We begin with Gagnon, who has an enormous permanent installation in the school of Pharmacy of the University of Montreal, above. Gagnon works in carved plywood. Her installation, Osmose, is 12 by 40 feet, installed in the four-story-high center of the Jean-Coutu Pavilion. Viewable from balconies on three levels, it’s the only artwork in the space, which is exactly as it should be—just the architecture and this enormous relief work. There’s a landscape quality to it, like a Japanese brush painting, with a delicacy of line—surprising given the scale and the means by which the work is carved: with a router. The dark passages are the glue used to bind the layers of ply. The fluid quality provides a welcome counterpoint to the rectilinearity of the space.

Gagnon with her work
Back in her studio, across the St. Lawrence in Longueuil, Gagnon has several commissions underway. Gagnon is a thorough planner, with numerous sketches and meticulous maquettes, as you would expect from one who wins numerous commissions. Much of her work is commissioned through percent-for-art programs. It's an understatement to say that Canada is enlightened in its support of the arts.

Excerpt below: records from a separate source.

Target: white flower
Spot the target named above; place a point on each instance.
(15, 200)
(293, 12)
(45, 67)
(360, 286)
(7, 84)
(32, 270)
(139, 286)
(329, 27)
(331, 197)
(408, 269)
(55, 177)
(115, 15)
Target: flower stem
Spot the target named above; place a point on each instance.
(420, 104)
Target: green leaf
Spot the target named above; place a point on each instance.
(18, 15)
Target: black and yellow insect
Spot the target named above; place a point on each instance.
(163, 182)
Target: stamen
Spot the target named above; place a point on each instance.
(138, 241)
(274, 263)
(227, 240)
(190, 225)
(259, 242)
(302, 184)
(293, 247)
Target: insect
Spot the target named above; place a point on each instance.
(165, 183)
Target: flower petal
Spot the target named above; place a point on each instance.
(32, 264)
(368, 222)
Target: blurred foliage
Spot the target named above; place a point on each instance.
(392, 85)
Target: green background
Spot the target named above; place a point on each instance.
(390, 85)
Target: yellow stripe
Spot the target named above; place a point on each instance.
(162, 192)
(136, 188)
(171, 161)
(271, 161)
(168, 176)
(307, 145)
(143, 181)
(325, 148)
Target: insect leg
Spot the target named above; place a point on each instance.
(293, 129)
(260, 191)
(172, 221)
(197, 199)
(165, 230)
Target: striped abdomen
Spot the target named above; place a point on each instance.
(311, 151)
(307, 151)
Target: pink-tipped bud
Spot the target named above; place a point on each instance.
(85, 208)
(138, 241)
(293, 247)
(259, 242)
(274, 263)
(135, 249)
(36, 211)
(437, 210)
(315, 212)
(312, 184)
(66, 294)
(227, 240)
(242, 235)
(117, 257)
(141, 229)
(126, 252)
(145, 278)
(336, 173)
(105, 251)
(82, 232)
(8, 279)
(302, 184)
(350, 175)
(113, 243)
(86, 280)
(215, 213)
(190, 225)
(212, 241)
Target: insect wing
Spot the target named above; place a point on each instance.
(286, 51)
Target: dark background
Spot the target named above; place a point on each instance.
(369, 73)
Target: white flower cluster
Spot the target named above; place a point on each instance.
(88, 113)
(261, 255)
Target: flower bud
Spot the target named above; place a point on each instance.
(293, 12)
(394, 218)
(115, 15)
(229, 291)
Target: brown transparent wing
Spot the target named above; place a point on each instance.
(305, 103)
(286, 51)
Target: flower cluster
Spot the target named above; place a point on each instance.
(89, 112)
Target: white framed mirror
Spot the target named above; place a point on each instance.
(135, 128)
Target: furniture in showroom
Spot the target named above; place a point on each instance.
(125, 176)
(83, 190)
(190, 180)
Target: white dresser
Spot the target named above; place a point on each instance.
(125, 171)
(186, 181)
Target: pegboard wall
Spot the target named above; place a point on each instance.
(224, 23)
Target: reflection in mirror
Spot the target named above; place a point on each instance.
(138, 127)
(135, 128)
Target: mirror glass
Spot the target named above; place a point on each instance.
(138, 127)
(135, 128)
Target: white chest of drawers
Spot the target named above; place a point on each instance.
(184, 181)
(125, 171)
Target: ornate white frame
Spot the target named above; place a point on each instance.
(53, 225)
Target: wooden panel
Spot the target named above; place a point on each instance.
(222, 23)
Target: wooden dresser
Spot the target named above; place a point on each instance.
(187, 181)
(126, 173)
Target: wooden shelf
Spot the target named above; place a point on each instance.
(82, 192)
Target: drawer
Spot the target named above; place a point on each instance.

The corner detail above shows you the surface of Gagnon's work
Below: a corner of the ground-floor studio

The just-completed work above is ready for delivery and installation. Note the full-size ink drawing next to it and the maquette on the floor
The maquette, above, and a series of small ink drawings from which the large one was selected

Another maquette, above. Note the distinctly non-industrial color in the layers

Above: That plywood in the foreground is going to be the sculpture you see in the maquette. But it’s not just any plywood. It’s custom made. By layering veneers of different-color or different-grained woods, Gagnon is able to introduce hue into the work on her own terms
Below, some samples of the veneers Gagnon uses

Now let's walk upstairs to Masino's studio. From the landing you can look down to Gagnon's studio and up to Masino's. Let's walk in.
Right away I liked the flexibility of Masino's setup: planks on sawhorses, which can be easily configured from project to project. And, of course, I loved the light. Masino is a representational painter—still lifes, landscapes-- who works in encaustic. Like others who work in this medium, he’s more or less tethered to the heat source, which keeps the wax paint molten and thus workable.

View into Masino's studio
The artist uses a double-boiler system: cans of paint set into pots of water, below

Masino with a tray of paint in cans (artists who work in encaustic do work differently from oil painters)
Below, the impressive shelving with paint tins and pigment. The stacked cakes of translucent white wax are encaustic medium, a mix of beeswax damar resin

The easel, above, and its prodigiously textured surface:

I’ll show you some of Masino's paintings in a moment, but first let’s look at the exhibition at Espace Creation in which Masino’s work and studio are featured. Called L’oeuvre et la maniere—work and process—each wall presents an almost life-size photograph of an artist’s studio with actual works displayed. “The studio allows the viewer a peek into the secret universe of creation,” writes the curator. Or, as the text says above Masino’s section of wall, “a place of order and apocalypse.” (Don’t you love that artists are accorded an almost godlike power?)
Espace Creation is supported by Loto-Quebec, which acquires work for its collection and exhibits it in its own gallery. That's right: lottery money pays for art! Don't you love Canada?
At Espace Creation, a view of Masino's studio with actual paintings at left
Below, just to give you a bit of the rest of the show, a view from the opposite wall (sorry, I don't have the name of this artist). The trompe l'oeil mix of photograph and actual object is kind of trippy, though I'm sure the curators were aiming for a you-are-there effect, as opposed to you-are-there-on-acid. Interesting either way.


Above, an exquisite still life
Below, Les vagues bercent le ciel, 2005, encaustic on board, 16 x 19 inches

This large painting, shown at Boon Gallery in Salem, Mass., in 2005, is from a series called Sanctuaire.